THE REVOLUTION WAS NEVER just between Redcoats and rebels; it was a world war in all but name, UMD history Professor Richard Bell argues in his newest book, “The American Revolution and the Fate of the World.”

Bell, who grew up in London where discussion of the war was taboo, presents a panorama of nations and individuals navigating the cataclysm: a Native American woman holding together an American alliance in Niagara; a Philadelphia debutante who becomes a loyalist in London; a Boston schoolteacher who joins a privateering mission and ends up in a British-run detention site across the Atlantic.

In a conversation with Terp, he recounts a conflict that disrupted trade, restructured penal systems, stirred famine, toppled empires and shaped the world as we know it.
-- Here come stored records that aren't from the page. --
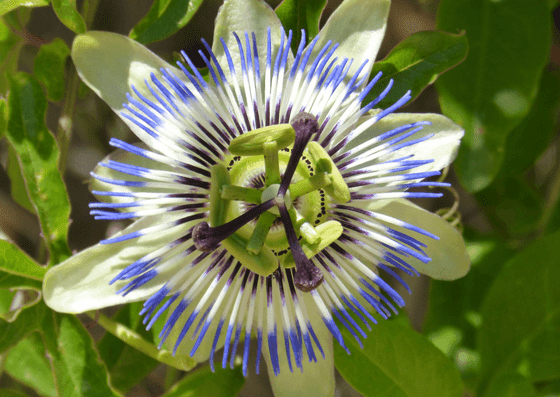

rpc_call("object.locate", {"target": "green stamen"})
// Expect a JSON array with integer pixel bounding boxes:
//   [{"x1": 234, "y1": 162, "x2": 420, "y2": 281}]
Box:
[
  {"x1": 307, "y1": 141, "x2": 351, "y2": 204},
  {"x1": 221, "y1": 234, "x2": 277, "y2": 276},
  {"x1": 283, "y1": 220, "x2": 343, "y2": 268},
  {"x1": 221, "y1": 185, "x2": 262, "y2": 203},
  {"x1": 246, "y1": 212, "x2": 277, "y2": 254},
  {"x1": 289, "y1": 172, "x2": 332, "y2": 199},
  {"x1": 264, "y1": 141, "x2": 280, "y2": 186},
  {"x1": 290, "y1": 207, "x2": 320, "y2": 245},
  {"x1": 228, "y1": 124, "x2": 295, "y2": 156}
]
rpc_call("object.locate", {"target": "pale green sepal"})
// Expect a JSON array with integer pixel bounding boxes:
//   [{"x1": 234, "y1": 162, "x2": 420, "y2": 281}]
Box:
[
  {"x1": 72, "y1": 31, "x2": 181, "y2": 112},
  {"x1": 43, "y1": 214, "x2": 194, "y2": 313},
  {"x1": 310, "y1": 0, "x2": 390, "y2": 87},
  {"x1": 264, "y1": 294, "x2": 335, "y2": 397},
  {"x1": 350, "y1": 113, "x2": 464, "y2": 174},
  {"x1": 374, "y1": 199, "x2": 470, "y2": 280},
  {"x1": 212, "y1": 0, "x2": 292, "y2": 86}
]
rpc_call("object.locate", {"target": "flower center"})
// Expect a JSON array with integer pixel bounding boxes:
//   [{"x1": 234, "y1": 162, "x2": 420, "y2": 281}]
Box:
[{"x1": 193, "y1": 112, "x2": 350, "y2": 292}]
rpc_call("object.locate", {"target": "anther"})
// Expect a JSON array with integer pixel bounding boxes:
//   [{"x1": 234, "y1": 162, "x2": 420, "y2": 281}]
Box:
[{"x1": 278, "y1": 204, "x2": 323, "y2": 292}]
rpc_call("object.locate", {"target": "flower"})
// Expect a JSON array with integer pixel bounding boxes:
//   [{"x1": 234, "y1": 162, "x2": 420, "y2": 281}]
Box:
[{"x1": 43, "y1": 0, "x2": 470, "y2": 396}]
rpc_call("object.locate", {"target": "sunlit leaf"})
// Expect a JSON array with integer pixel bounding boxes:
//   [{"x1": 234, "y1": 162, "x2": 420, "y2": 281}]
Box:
[
  {"x1": 0, "y1": 0, "x2": 49, "y2": 17},
  {"x1": 335, "y1": 319, "x2": 463, "y2": 397},
  {"x1": 34, "y1": 38, "x2": 70, "y2": 102},
  {"x1": 366, "y1": 30, "x2": 468, "y2": 109},
  {"x1": 275, "y1": 0, "x2": 327, "y2": 52},
  {"x1": 51, "y1": 0, "x2": 86, "y2": 34},
  {"x1": 97, "y1": 302, "x2": 159, "y2": 393},
  {"x1": 7, "y1": 146, "x2": 35, "y2": 213},
  {"x1": 6, "y1": 73, "x2": 71, "y2": 265},
  {"x1": 436, "y1": 0, "x2": 550, "y2": 192},
  {"x1": 129, "y1": 0, "x2": 203, "y2": 44},
  {"x1": 0, "y1": 21, "x2": 23, "y2": 93},
  {"x1": 478, "y1": 230, "x2": 560, "y2": 391},
  {"x1": 162, "y1": 363, "x2": 245, "y2": 397},
  {"x1": 0, "y1": 239, "x2": 46, "y2": 280},
  {"x1": 5, "y1": 333, "x2": 57, "y2": 397},
  {"x1": 41, "y1": 312, "x2": 123, "y2": 397}
]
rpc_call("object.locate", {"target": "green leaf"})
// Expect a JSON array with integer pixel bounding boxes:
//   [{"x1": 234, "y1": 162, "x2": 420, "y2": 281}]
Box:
[
  {"x1": 5, "y1": 333, "x2": 57, "y2": 397},
  {"x1": 275, "y1": 0, "x2": 327, "y2": 52},
  {"x1": 33, "y1": 38, "x2": 70, "y2": 102},
  {"x1": 0, "y1": 240, "x2": 45, "y2": 321},
  {"x1": 8, "y1": 145, "x2": 35, "y2": 213},
  {"x1": 41, "y1": 312, "x2": 122, "y2": 397},
  {"x1": 51, "y1": 0, "x2": 86, "y2": 34},
  {"x1": 500, "y1": 71, "x2": 560, "y2": 176},
  {"x1": 129, "y1": 0, "x2": 204, "y2": 44},
  {"x1": 436, "y1": 0, "x2": 550, "y2": 192},
  {"x1": 162, "y1": 364, "x2": 245, "y2": 397},
  {"x1": 482, "y1": 373, "x2": 537, "y2": 397},
  {"x1": 0, "y1": 0, "x2": 49, "y2": 17},
  {"x1": 0, "y1": 239, "x2": 46, "y2": 280},
  {"x1": 6, "y1": 73, "x2": 71, "y2": 265},
  {"x1": 0, "y1": 299, "x2": 46, "y2": 353},
  {"x1": 97, "y1": 303, "x2": 159, "y2": 393},
  {"x1": 478, "y1": 230, "x2": 560, "y2": 391},
  {"x1": 475, "y1": 174, "x2": 543, "y2": 238},
  {"x1": 334, "y1": 319, "x2": 463, "y2": 397},
  {"x1": 424, "y1": 231, "x2": 514, "y2": 350},
  {"x1": 366, "y1": 30, "x2": 468, "y2": 110},
  {"x1": 0, "y1": 20, "x2": 23, "y2": 93}
]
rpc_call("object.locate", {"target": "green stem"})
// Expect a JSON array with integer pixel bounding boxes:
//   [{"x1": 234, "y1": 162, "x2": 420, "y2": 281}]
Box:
[
  {"x1": 289, "y1": 172, "x2": 331, "y2": 199},
  {"x1": 81, "y1": 0, "x2": 101, "y2": 29},
  {"x1": 86, "y1": 311, "x2": 197, "y2": 371},
  {"x1": 221, "y1": 185, "x2": 262, "y2": 203},
  {"x1": 538, "y1": 158, "x2": 560, "y2": 234},
  {"x1": 56, "y1": 70, "x2": 79, "y2": 173},
  {"x1": 56, "y1": 0, "x2": 101, "y2": 173}
]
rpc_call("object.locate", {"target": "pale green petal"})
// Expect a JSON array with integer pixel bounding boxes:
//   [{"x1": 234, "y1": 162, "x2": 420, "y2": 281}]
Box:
[
  {"x1": 264, "y1": 294, "x2": 335, "y2": 397},
  {"x1": 350, "y1": 113, "x2": 464, "y2": 173},
  {"x1": 72, "y1": 31, "x2": 179, "y2": 112},
  {"x1": 310, "y1": 0, "x2": 390, "y2": 85},
  {"x1": 212, "y1": 0, "x2": 290, "y2": 81},
  {"x1": 43, "y1": 214, "x2": 194, "y2": 313},
  {"x1": 375, "y1": 199, "x2": 470, "y2": 280}
]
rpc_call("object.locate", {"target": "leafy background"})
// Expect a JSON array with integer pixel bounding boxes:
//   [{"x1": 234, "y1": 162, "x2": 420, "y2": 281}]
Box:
[{"x1": 0, "y1": 0, "x2": 559, "y2": 396}]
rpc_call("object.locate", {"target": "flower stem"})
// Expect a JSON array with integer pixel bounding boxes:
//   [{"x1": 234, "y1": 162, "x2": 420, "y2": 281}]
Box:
[{"x1": 86, "y1": 311, "x2": 197, "y2": 371}]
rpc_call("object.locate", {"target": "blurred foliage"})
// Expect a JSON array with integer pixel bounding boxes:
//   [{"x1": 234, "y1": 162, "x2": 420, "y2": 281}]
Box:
[{"x1": 0, "y1": 0, "x2": 559, "y2": 396}]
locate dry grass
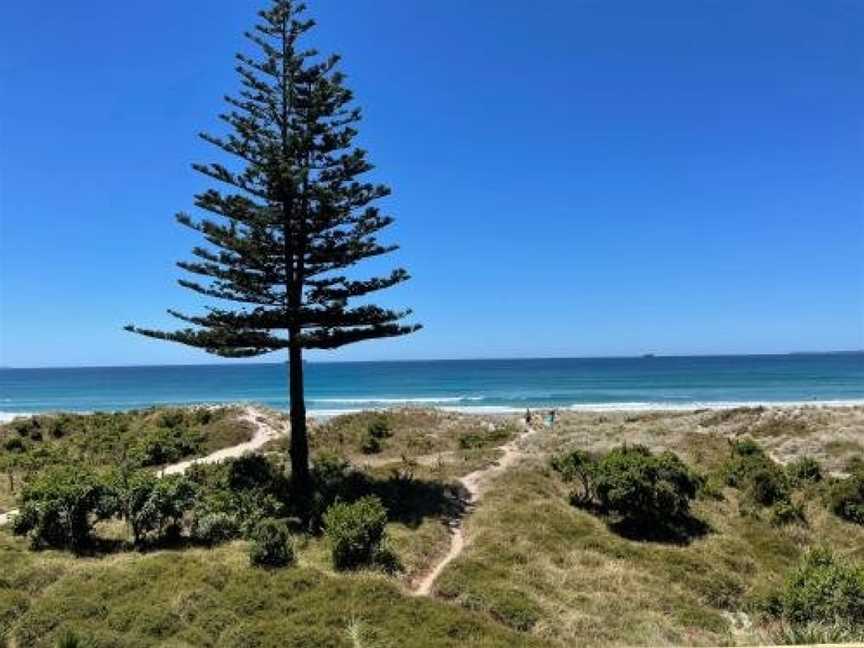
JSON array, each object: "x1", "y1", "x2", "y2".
[
  {"x1": 535, "y1": 404, "x2": 864, "y2": 473},
  {"x1": 2, "y1": 404, "x2": 862, "y2": 646},
  {"x1": 432, "y1": 405, "x2": 864, "y2": 646}
]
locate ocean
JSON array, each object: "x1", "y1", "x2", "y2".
[{"x1": 1, "y1": 354, "x2": 862, "y2": 420}]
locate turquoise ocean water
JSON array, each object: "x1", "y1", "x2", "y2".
[{"x1": 1, "y1": 354, "x2": 862, "y2": 419}]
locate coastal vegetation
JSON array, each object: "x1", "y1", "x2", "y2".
[
  {"x1": 0, "y1": 407, "x2": 251, "y2": 513},
  {"x1": 1, "y1": 404, "x2": 863, "y2": 646}
]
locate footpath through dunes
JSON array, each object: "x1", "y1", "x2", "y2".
[
  {"x1": 0, "y1": 405, "x2": 288, "y2": 527},
  {"x1": 412, "y1": 419, "x2": 539, "y2": 596}
]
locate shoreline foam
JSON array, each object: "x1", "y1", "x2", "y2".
[{"x1": 3, "y1": 399, "x2": 864, "y2": 423}]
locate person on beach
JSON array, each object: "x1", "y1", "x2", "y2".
[{"x1": 525, "y1": 408, "x2": 532, "y2": 425}]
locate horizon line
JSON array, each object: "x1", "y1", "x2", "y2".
[{"x1": 2, "y1": 349, "x2": 862, "y2": 371}]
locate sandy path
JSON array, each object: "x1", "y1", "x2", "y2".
[
  {"x1": 0, "y1": 406, "x2": 286, "y2": 527},
  {"x1": 412, "y1": 421, "x2": 538, "y2": 596}
]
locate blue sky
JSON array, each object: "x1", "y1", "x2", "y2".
[{"x1": 1, "y1": 1, "x2": 862, "y2": 367}]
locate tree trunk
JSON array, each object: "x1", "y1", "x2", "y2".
[{"x1": 288, "y1": 339, "x2": 311, "y2": 499}]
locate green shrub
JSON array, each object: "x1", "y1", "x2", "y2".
[
  {"x1": 308, "y1": 454, "x2": 365, "y2": 530},
  {"x1": 780, "y1": 547, "x2": 864, "y2": 626},
  {"x1": 826, "y1": 472, "x2": 864, "y2": 525},
  {"x1": 56, "y1": 630, "x2": 91, "y2": 648},
  {"x1": 359, "y1": 432, "x2": 382, "y2": 454},
  {"x1": 129, "y1": 425, "x2": 202, "y2": 466},
  {"x1": 592, "y1": 445, "x2": 699, "y2": 524},
  {"x1": 769, "y1": 500, "x2": 806, "y2": 527},
  {"x1": 367, "y1": 418, "x2": 391, "y2": 440},
  {"x1": 458, "y1": 423, "x2": 510, "y2": 450},
  {"x1": 723, "y1": 438, "x2": 770, "y2": 486},
  {"x1": 3, "y1": 436, "x2": 26, "y2": 453},
  {"x1": 746, "y1": 466, "x2": 789, "y2": 506},
  {"x1": 786, "y1": 456, "x2": 822, "y2": 486},
  {"x1": 723, "y1": 438, "x2": 790, "y2": 507},
  {"x1": 191, "y1": 511, "x2": 240, "y2": 546},
  {"x1": 697, "y1": 475, "x2": 725, "y2": 501},
  {"x1": 323, "y1": 495, "x2": 389, "y2": 570},
  {"x1": 124, "y1": 473, "x2": 197, "y2": 544},
  {"x1": 249, "y1": 518, "x2": 294, "y2": 568},
  {"x1": 12, "y1": 466, "x2": 116, "y2": 549},
  {"x1": 186, "y1": 455, "x2": 289, "y2": 534},
  {"x1": 550, "y1": 449, "x2": 597, "y2": 505}
]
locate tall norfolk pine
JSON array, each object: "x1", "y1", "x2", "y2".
[{"x1": 126, "y1": 1, "x2": 419, "y2": 497}]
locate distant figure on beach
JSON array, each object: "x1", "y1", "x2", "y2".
[
  {"x1": 547, "y1": 409, "x2": 556, "y2": 427},
  {"x1": 525, "y1": 408, "x2": 532, "y2": 425}
]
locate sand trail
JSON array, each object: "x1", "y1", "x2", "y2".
[{"x1": 412, "y1": 420, "x2": 537, "y2": 596}]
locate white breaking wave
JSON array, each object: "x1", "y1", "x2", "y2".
[
  {"x1": 311, "y1": 395, "x2": 483, "y2": 404},
  {"x1": 0, "y1": 412, "x2": 32, "y2": 423},
  {"x1": 566, "y1": 399, "x2": 864, "y2": 412}
]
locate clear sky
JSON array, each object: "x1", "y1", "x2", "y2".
[{"x1": 1, "y1": 1, "x2": 862, "y2": 368}]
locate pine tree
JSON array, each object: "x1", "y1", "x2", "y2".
[{"x1": 125, "y1": 0, "x2": 420, "y2": 499}]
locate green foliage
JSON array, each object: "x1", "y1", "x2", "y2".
[
  {"x1": 358, "y1": 417, "x2": 392, "y2": 454},
  {"x1": 360, "y1": 432, "x2": 383, "y2": 454},
  {"x1": 124, "y1": 473, "x2": 197, "y2": 545},
  {"x1": 769, "y1": 500, "x2": 806, "y2": 527},
  {"x1": 55, "y1": 630, "x2": 90, "y2": 648},
  {"x1": 550, "y1": 449, "x2": 596, "y2": 505},
  {"x1": 826, "y1": 470, "x2": 864, "y2": 525},
  {"x1": 12, "y1": 466, "x2": 116, "y2": 549},
  {"x1": 186, "y1": 455, "x2": 289, "y2": 536},
  {"x1": 780, "y1": 548, "x2": 864, "y2": 626},
  {"x1": 248, "y1": 518, "x2": 294, "y2": 568},
  {"x1": 458, "y1": 428, "x2": 509, "y2": 452},
  {"x1": 128, "y1": 425, "x2": 203, "y2": 466},
  {"x1": 696, "y1": 475, "x2": 725, "y2": 501},
  {"x1": 368, "y1": 418, "x2": 391, "y2": 440},
  {"x1": 746, "y1": 466, "x2": 789, "y2": 507},
  {"x1": 722, "y1": 437, "x2": 791, "y2": 507},
  {"x1": 307, "y1": 454, "x2": 365, "y2": 530},
  {"x1": 592, "y1": 445, "x2": 699, "y2": 524},
  {"x1": 190, "y1": 511, "x2": 240, "y2": 546},
  {"x1": 323, "y1": 495, "x2": 389, "y2": 570},
  {"x1": 785, "y1": 456, "x2": 822, "y2": 486},
  {"x1": 0, "y1": 407, "x2": 244, "y2": 510}
]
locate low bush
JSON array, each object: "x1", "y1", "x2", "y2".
[
  {"x1": 769, "y1": 500, "x2": 806, "y2": 527},
  {"x1": 129, "y1": 425, "x2": 202, "y2": 467},
  {"x1": 358, "y1": 418, "x2": 391, "y2": 455},
  {"x1": 723, "y1": 438, "x2": 790, "y2": 507},
  {"x1": 190, "y1": 511, "x2": 240, "y2": 546},
  {"x1": 786, "y1": 456, "x2": 822, "y2": 486},
  {"x1": 249, "y1": 517, "x2": 294, "y2": 568},
  {"x1": 826, "y1": 471, "x2": 864, "y2": 526},
  {"x1": 550, "y1": 449, "x2": 596, "y2": 505},
  {"x1": 779, "y1": 547, "x2": 864, "y2": 627},
  {"x1": 124, "y1": 473, "x2": 197, "y2": 545},
  {"x1": 308, "y1": 454, "x2": 366, "y2": 530},
  {"x1": 55, "y1": 630, "x2": 91, "y2": 648},
  {"x1": 360, "y1": 433, "x2": 382, "y2": 454},
  {"x1": 367, "y1": 418, "x2": 391, "y2": 440},
  {"x1": 12, "y1": 466, "x2": 116, "y2": 549},
  {"x1": 592, "y1": 445, "x2": 699, "y2": 525},
  {"x1": 185, "y1": 455, "x2": 289, "y2": 535},
  {"x1": 323, "y1": 495, "x2": 389, "y2": 570},
  {"x1": 746, "y1": 466, "x2": 789, "y2": 507}
]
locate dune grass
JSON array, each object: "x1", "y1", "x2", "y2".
[
  {"x1": 432, "y1": 406, "x2": 864, "y2": 646},
  {"x1": 0, "y1": 531, "x2": 543, "y2": 648},
  {"x1": 1, "y1": 405, "x2": 862, "y2": 646}
]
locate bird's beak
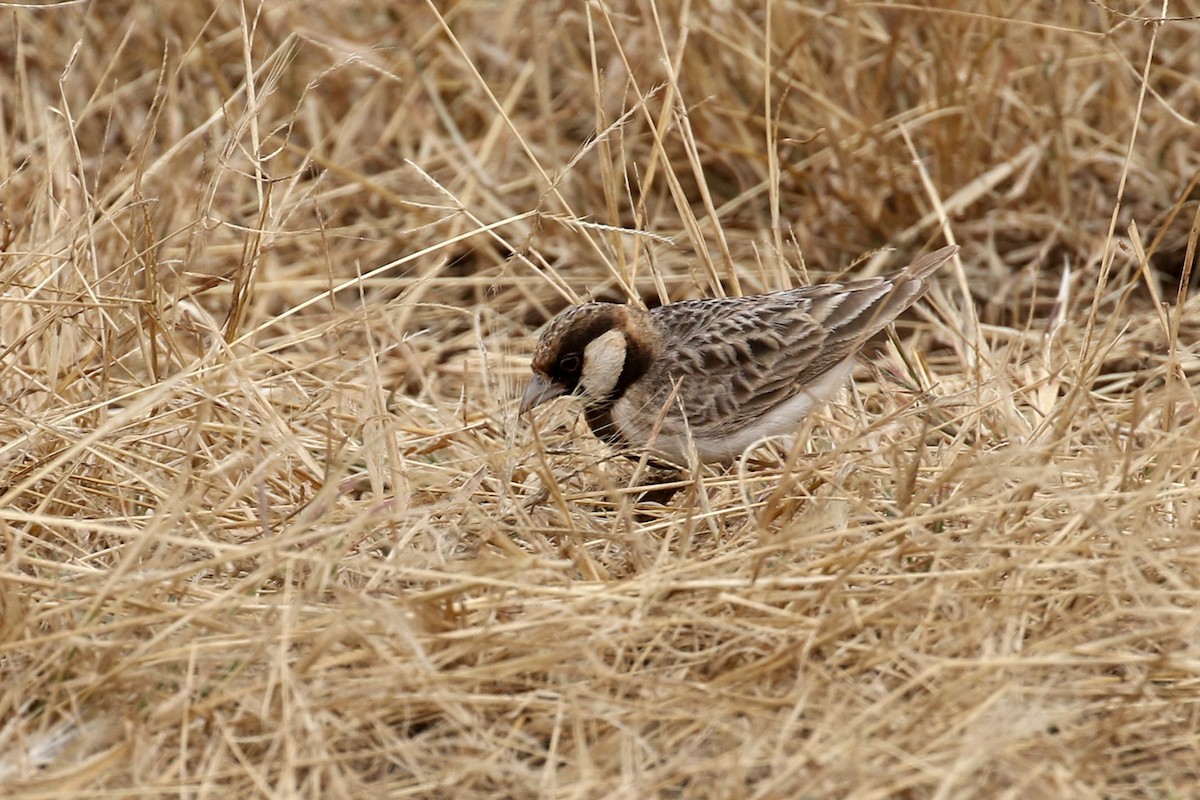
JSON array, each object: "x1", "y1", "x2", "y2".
[{"x1": 519, "y1": 374, "x2": 567, "y2": 416}]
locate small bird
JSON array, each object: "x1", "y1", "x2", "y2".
[{"x1": 520, "y1": 245, "x2": 957, "y2": 465}]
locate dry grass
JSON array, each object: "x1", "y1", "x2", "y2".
[{"x1": 2, "y1": 0, "x2": 1199, "y2": 797}]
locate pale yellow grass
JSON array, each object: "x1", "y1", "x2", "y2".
[{"x1": 2, "y1": 1, "x2": 1199, "y2": 798}]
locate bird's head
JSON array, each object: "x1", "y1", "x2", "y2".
[{"x1": 520, "y1": 303, "x2": 656, "y2": 416}]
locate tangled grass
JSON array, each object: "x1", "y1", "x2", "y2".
[{"x1": 2, "y1": 1, "x2": 1199, "y2": 797}]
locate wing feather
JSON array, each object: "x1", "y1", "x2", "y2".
[{"x1": 641, "y1": 246, "x2": 955, "y2": 436}]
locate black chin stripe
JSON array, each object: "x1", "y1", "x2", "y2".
[
  {"x1": 612, "y1": 331, "x2": 653, "y2": 397},
  {"x1": 584, "y1": 404, "x2": 625, "y2": 447}
]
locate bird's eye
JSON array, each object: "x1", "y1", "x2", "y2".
[{"x1": 559, "y1": 354, "x2": 580, "y2": 373}]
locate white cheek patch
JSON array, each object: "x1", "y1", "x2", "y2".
[{"x1": 579, "y1": 329, "x2": 627, "y2": 401}]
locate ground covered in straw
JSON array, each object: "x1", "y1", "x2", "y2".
[{"x1": 2, "y1": 1, "x2": 1199, "y2": 797}]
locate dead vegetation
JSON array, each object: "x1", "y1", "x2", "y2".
[{"x1": 2, "y1": 1, "x2": 1199, "y2": 797}]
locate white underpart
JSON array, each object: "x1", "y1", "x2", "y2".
[
  {"x1": 579, "y1": 329, "x2": 628, "y2": 401},
  {"x1": 615, "y1": 354, "x2": 858, "y2": 465}
]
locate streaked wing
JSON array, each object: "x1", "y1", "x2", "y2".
[{"x1": 645, "y1": 248, "x2": 952, "y2": 434}]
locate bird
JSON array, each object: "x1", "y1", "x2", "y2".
[{"x1": 520, "y1": 245, "x2": 957, "y2": 465}]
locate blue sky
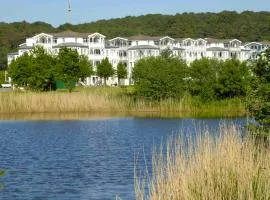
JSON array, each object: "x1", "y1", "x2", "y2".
[{"x1": 0, "y1": 0, "x2": 269, "y2": 27}]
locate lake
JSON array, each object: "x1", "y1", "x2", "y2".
[{"x1": 0, "y1": 117, "x2": 248, "y2": 200}]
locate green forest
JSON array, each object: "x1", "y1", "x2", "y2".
[{"x1": 0, "y1": 11, "x2": 270, "y2": 67}]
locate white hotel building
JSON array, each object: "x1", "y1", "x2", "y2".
[{"x1": 7, "y1": 30, "x2": 270, "y2": 86}]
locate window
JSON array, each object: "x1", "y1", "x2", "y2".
[
  {"x1": 136, "y1": 41, "x2": 138, "y2": 46},
  {"x1": 39, "y1": 37, "x2": 46, "y2": 44},
  {"x1": 53, "y1": 38, "x2": 58, "y2": 44},
  {"x1": 94, "y1": 49, "x2": 101, "y2": 55},
  {"x1": 219, "y1": 52, "x2": 222, "y2": 57}
]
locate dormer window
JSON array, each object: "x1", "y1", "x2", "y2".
[
  {"x1": 83, "y1": 38, "x2": 88, "y2": 43},
  {"x1": 39, "y1": 37, "x2": 46, "y2": 44}
]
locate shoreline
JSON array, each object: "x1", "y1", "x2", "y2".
[
  {"x1": 0, "y1": 110, "x2": 247, "y2": 121},
  {"x1": 0, "y1": 88, "x2": 247, "y2": 120}
]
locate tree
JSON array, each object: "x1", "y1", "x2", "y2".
[
  {"x1": 55, "y1": 47, "x2": 92, "y2": 92},
  {"x1": 78, "y1": 55, "x2": 93, "y2": 82},
  {"x1": 160, "y1": 48, "x2": 174, "y2": 60},
  {"x1": 28, "y1": 46, "x2": 56, "y2": 91},
  {"x1": 96, "y1": 57, "x2": 114, "y2": 86},
  {"x1": 116, "y1": 62, "x2": 128, "y2": 86},
  {"x1": 216, "y1": 59, "x2": 251, "y2": 99},
  {"x1": 189, "y1": 58, "x2": 220, "y2": 101},
  {"x1": 8, "y1": 46, "x2": 56, "y2": 91},
  {"x1": 133, "y1": 56, "x2": 188, "y2": 100},
  {"x1": 247, "y1": 48, "x2": 270, "y2": 135},
  {"x1": 8, "y1": 52, "x2": 33, "y2": 88}
]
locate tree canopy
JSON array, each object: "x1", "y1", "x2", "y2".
[
  {"x1": 247, "y1": 48, "x2": 270, "y2": 134},
  {"x1": 55, "y1": 48, "x2": 93, "y2": 92},
  {"x1": 96, "y1": 58, "x2": 114, "y2": 85},
  {"x1": 8, "y1": 46, "x2": 93, "y2": 91},
  {"x1": 116, "y1": 62, "x2": 128, "y2": 86},
  {"x1": 8, "y1": 46, "x2": 56, "y2": 91},
  {"x1": 133, "y1": 55, "x2": 188, "y2": 100}
]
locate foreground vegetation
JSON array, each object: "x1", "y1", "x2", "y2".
[
  {"x1": 0, "y1": 87, "x2": 245, "y2": 118},
  {"x1": 135, "y1": 126, "x2": 270, "y2": 200}
]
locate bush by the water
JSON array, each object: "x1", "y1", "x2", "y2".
[
  {"x1": 133, "y1": 55, "x2": 252, "y2": 101},
  {"x1": 247, "y1": 48, "x2": 270, "y2": 138},
  {"x1": 132, "y1": 53, "x2": 188, "y2": 100}
]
What’s the book’s main takeaway?

The only way the Continental Army could win was by diverting British forces into military campaigns across the world. They sent their best man, Benjamin Franklin, to Europe in 1776 to meet a team of Britain’s foes—France, Spain, the Dutch Republic and others—who formed a grand alliance to take on British forces in places like the Caribbean and India, where George Washington could not. By the war’s final stages, 70% of Britain’s 100,000 troops were bogged down outside North America.

What were the war’s ripple effects up to the present?

The 18th century was a world of empires, and some drew lessons from Britain’s loss, prompting them to increase oversight over their subjects. We see a giant crackdown on colonial insurgency in the Spanish Empire, British Empire, Ireland, India and Sierra Leone. At the same time, the American rebellion is an inspiration to colonial rights-seekers, so you see uprisings in those same countries along with Haiti, France and South America during what soon becomes known as the Age of Revolutions.

Can you describe one of your characters?

John Moseley was a Black man enslaved in Virginia when the war breaks out in 1775. He throws in his lot with the king’s cause, hoping Britain will guarantee his liberty when its mighty army wins. Well, it loses, and he becomes a refugee in London, where he’s caught committing a crime of poverty. Before the revolution, Britain banished felons to hard labor in Maryland and Virginia, but that ceased after the war. So Moseley boarded the very first prison transport ship to Botany Bay, Australia—the first American to set foot on that continent.

Have you talked to Lin-Manuel Miranda about a “Hamilton” spinoff?

He called me, but I told him I couldn’t talk right now, I gotta talk to Terp instead.